Originally posted by Colbyt For some reason if you reboot and it appears to hang, walk away and get a cup of coffee. Give the CPU 5 minutes to sort the problem. After 5 minutes you might as well power down and try again. Turning it off when it might recover is just making more work. When it hangs does the PS fan continue to run?
You say you are running Windows 7. 7 came in a 32 bit and a 64 bit version. LR4 requires the 64 bit version. It isn't smart enough not to install on the wrong machine. It locked up my 32 bit XP in a heartbeat. Start > Computer > System Properties will tell you which you are running on the OS line.
The CPU and PS demands are higher at boot than at any other time. A weak PS or a dirty cooling fan can hang the CPU at boot and work fine the rest of the time. Plugging in a new one is the only 100% accurate test for the PS. The fan can be cleaned using an old or your wife's toothbrush.
I'm weird and always keep a spare PS on hand as the good ones are cheap online and expensive locally.

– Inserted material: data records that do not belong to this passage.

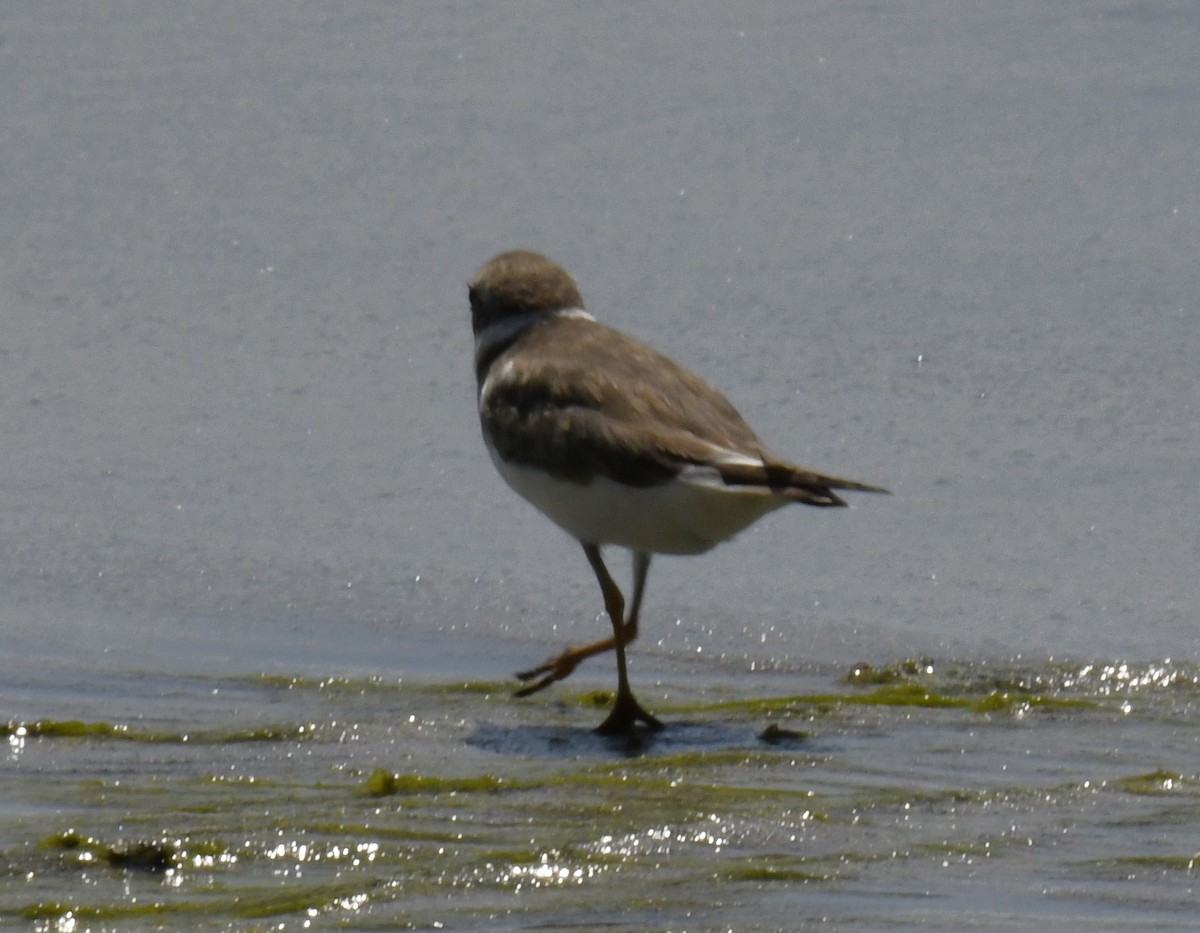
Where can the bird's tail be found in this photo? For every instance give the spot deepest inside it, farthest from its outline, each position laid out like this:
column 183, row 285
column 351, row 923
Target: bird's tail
column 792, row 482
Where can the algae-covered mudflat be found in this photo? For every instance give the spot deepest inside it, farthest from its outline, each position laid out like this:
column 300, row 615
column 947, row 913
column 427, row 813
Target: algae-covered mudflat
column 946, row 795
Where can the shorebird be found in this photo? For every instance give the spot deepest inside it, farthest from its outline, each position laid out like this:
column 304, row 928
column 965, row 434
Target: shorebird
column 616, row 444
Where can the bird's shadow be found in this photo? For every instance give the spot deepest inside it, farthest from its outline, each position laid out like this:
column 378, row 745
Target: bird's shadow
column 565, row 741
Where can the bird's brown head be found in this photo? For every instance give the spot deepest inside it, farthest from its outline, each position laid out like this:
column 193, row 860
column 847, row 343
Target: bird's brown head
column 520, row 282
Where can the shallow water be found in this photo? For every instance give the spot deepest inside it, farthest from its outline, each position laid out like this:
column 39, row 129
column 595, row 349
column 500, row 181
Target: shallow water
column 261, row 590
column 936, row 794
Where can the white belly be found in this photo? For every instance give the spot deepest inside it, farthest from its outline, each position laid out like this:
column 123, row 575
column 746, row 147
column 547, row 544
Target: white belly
column 685, row 516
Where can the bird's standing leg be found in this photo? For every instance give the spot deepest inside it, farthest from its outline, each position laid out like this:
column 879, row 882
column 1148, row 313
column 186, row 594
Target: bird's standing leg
column 562, row 666
column 627, row 711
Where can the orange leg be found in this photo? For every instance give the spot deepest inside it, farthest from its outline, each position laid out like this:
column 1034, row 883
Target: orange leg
column 627, row 710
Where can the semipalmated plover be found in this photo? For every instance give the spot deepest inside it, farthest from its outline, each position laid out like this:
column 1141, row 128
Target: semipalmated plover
column 617, row 444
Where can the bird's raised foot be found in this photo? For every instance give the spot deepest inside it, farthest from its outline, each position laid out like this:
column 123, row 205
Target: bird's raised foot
column 627, row 714
column 555, row 669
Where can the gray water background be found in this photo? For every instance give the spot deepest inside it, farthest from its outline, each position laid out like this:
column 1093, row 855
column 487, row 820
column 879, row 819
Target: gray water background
column 948, row 247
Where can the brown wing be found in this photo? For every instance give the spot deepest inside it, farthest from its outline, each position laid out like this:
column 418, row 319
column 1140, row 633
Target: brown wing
column 580, row 399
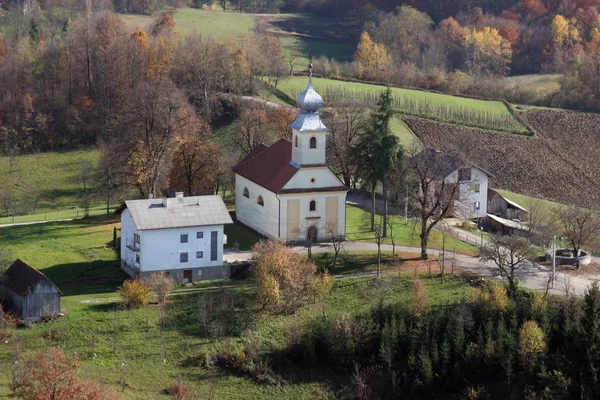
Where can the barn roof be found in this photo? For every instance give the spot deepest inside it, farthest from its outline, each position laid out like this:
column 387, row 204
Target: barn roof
column 269, row 167
column 179, row 212
column 21, row 278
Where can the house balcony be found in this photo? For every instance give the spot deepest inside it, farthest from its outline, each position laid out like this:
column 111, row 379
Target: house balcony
column 132, row 245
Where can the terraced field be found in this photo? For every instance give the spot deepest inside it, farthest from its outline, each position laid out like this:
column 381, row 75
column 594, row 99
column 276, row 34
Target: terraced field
column 437, row 106
column 551, row 165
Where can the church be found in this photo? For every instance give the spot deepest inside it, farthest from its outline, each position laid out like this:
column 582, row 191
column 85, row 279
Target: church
column 286, row 191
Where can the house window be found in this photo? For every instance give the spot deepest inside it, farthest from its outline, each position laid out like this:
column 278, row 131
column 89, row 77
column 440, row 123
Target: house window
column 464, row 174
column 183, row 257
column 213, row 245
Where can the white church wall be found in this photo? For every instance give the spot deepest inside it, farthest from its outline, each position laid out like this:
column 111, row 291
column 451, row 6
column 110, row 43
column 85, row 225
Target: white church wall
column 323, row 177
column 316, row 217
column 263, row 219
column 303, row 154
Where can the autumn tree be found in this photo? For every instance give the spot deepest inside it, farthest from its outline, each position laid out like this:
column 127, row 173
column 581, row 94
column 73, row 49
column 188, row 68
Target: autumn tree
column 285, row 280
column 279, row 120
column 195, row 162
column 488, row 51
column 509, row 254
column 159, row 113
column 371, row 57
column 53, row 375
column 432, row 194
column 346, row 125
column 579, row 226
column 251, row 132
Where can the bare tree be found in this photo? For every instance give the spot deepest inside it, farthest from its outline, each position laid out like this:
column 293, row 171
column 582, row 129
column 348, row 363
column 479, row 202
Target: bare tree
column 345, row 127
column 580, row 226
column 431, row 190
column 509, row 254
column 337, row 240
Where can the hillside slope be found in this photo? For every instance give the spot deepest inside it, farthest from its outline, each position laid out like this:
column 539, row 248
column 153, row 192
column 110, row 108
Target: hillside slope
column 551, row 165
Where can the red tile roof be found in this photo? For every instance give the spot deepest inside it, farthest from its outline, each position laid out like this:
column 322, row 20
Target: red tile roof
column 22, row 278
column 268, row 167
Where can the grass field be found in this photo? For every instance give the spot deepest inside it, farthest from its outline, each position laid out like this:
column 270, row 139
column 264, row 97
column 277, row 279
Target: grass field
column 50, row 178
column 442, row 107
column 357, row 228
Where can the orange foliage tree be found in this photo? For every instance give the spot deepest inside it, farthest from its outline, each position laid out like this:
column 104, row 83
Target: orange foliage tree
column 52, row 375
column 195, row 163
column 285, row 279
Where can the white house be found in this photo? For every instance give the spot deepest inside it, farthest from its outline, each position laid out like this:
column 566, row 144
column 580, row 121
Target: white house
column 182, row 236
column 469, row 202
column 286, row 191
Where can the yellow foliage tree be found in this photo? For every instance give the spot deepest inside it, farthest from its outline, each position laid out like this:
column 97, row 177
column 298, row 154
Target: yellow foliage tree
column 285, row 279
column 531, row 343
column 488, row 51
column 372, row 56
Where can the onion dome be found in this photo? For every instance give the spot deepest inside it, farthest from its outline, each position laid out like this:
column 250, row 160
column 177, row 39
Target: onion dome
column 309, row 100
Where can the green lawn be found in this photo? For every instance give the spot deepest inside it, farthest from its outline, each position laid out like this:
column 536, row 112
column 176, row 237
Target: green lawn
column 50, row 178
column 74, row 254
column 221, row 25
column 443, row 107
column 357, row 228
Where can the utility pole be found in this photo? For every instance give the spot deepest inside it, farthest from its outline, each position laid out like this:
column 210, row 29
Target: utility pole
column 553, row 261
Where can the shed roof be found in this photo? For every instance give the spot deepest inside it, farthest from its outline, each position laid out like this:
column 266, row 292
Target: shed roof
column 21, row 278
column 180, row 212
column 512, row 203
column 269, row 167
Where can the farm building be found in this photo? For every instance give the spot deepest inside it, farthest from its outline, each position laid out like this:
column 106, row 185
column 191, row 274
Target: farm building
column 182, row 236
column 28, row 293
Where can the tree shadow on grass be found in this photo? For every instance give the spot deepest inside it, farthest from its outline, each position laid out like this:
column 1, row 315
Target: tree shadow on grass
column 98, row 276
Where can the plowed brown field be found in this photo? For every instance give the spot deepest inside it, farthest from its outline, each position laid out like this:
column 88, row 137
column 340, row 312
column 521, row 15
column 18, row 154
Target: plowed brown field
column 561, row 163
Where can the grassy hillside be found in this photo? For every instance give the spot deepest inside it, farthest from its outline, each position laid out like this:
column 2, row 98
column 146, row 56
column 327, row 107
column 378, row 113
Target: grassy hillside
column 75, row 256
column 45, row 181
column 437, row 106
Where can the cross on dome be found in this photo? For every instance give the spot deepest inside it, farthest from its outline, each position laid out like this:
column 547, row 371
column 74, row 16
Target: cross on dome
column 309, row 100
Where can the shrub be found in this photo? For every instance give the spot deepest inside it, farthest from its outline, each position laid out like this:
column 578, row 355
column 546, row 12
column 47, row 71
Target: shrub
column 284, row 278
column 135, row 293
column 418, row 303
column 492, row 299
column 161, row 285
column 531, row 343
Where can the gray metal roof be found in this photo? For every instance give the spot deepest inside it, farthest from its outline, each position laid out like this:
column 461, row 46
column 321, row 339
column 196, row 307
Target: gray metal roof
column 308, row 122
column 180, row 212
column 309, row 99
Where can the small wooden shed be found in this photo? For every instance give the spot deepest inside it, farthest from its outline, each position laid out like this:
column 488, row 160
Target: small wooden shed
column 28, row 293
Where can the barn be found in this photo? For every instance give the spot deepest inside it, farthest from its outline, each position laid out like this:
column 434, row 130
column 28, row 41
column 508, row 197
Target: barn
column 28, row 293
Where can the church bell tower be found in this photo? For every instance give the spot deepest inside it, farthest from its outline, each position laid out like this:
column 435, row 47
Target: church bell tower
column 309, row 135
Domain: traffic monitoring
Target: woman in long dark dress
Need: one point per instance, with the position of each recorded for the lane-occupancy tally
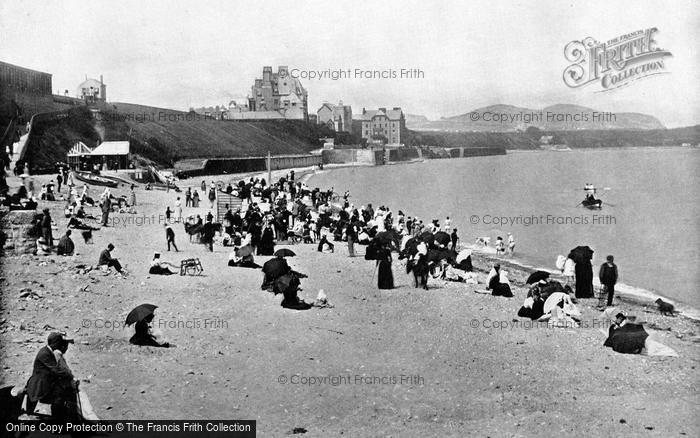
(584, 279)
(385, 276)
(267, 242)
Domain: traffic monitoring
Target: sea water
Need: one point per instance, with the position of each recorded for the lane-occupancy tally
(649, 220)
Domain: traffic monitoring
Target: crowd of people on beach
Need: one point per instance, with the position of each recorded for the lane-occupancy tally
(289, 211)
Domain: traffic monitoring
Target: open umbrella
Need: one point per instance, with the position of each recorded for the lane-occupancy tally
(443, 238)
(427, 237)
(275, 268)
(244, 251)
(581, 254)
(463, 254)
(139, 313)
(435, 255)
(287, 284)
(630, 338)
(537, 276)
(385, 237)
(284, 252)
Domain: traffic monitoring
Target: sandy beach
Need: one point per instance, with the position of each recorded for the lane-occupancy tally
(406, 362)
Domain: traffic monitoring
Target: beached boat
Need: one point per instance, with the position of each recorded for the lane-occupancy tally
(97, 180)
(593, 204)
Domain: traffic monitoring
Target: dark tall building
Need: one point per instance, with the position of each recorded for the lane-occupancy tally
(281, 93)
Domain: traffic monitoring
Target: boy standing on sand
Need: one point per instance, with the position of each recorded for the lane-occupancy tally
(511, 244)
(608, 277)
(170, 237)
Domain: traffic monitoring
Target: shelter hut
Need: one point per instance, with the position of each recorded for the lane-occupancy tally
(112, 155)
(78, 154)
(224, 199)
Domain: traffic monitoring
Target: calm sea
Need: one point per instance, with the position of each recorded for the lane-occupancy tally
(649, 220)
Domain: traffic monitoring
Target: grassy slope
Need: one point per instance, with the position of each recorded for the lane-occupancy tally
(167, 136)
(164, 136)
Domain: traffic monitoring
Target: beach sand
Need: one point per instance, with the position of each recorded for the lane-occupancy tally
(463, 374)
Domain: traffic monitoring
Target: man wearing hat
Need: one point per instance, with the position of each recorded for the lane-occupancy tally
(52, 381)
(608, 277)
(46, 228)
(107, 259)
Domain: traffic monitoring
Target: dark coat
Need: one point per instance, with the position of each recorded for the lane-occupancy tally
(48, 380)
(608, 274)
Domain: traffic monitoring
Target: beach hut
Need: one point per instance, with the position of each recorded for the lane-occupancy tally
(112, 155)
(78, 154)
(224, 202)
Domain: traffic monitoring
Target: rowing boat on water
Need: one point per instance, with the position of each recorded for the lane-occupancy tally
(95, 179)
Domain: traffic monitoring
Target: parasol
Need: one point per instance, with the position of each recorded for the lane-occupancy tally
(537, 276)
(140, 313)
(284, 252)
(244, 251)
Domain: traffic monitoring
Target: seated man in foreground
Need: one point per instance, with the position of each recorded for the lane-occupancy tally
(52, 381)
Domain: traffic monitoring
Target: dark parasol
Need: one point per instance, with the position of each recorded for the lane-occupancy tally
(275, 268)
(427, 237)
(284, 252)
(630, 338)
(442, 238)
(245, 251)
(140, 313)
(537, 276)
(581, 254)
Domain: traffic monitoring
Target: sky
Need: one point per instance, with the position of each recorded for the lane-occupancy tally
(180, 54)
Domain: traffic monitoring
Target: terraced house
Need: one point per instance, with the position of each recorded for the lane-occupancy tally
(383, 126)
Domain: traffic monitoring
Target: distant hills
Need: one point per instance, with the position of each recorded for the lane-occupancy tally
(509, 118)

I took some screen shots and can walk you through taking a look at and turning off things in your start up files. It is simple check boxes and 100% reversible. I won't bother to upload them until you sort through all the suggestions in this thread.
Thanks again for the help.
I have given it more than 10 minutes when it hangs on startup.
I do have the 64 bit version of Windows 7.
I do routinely clean my tower inside and out.
I might have time to dig into this some this evening, and have pretty much dedicated my day to getting this sorted tomorrow. What I have done just poking around this morning before I have to leave is - uninstalled the Lightroom trial. Looked again at the event viewer - the only critical event was - event id 41 kernel-power. I did a quick google search of this and found some references to driver problems. Also under warning in the event viewer, I had 700 and some events of event id 14 nvlddmkm which I think points to the graphics card. So my plan of attach when I get started is:
Physically check the motherboard/video card/cables and connections for problems like stated above with capacitor spillage or anything else out of the ordinary.
Update the video driver - I have an nvidia GT520 video card that I added to the PCIexpress slot about 6 months ago when I got my new monitor. The critical event seems to point to this.
I did end up shutting down the machine last night. When I started it this morning, it did the same freeze at the welcome screen - back to the basics this is my main symptom. I then did a hard shut down, and restarted hitting F8, then used "use last know good configuration" - it started right up quickly and gracefully and everything is running fine. So after eliminating some obvious and simple hardware issues, I think my main problem is a start up problem which very well may be a driver conflict issue.
And I did find where to edit the startup files after looking since you suggested that. Haven't touched any of that yet but may help in narrowing down a driver problem when I dig into this.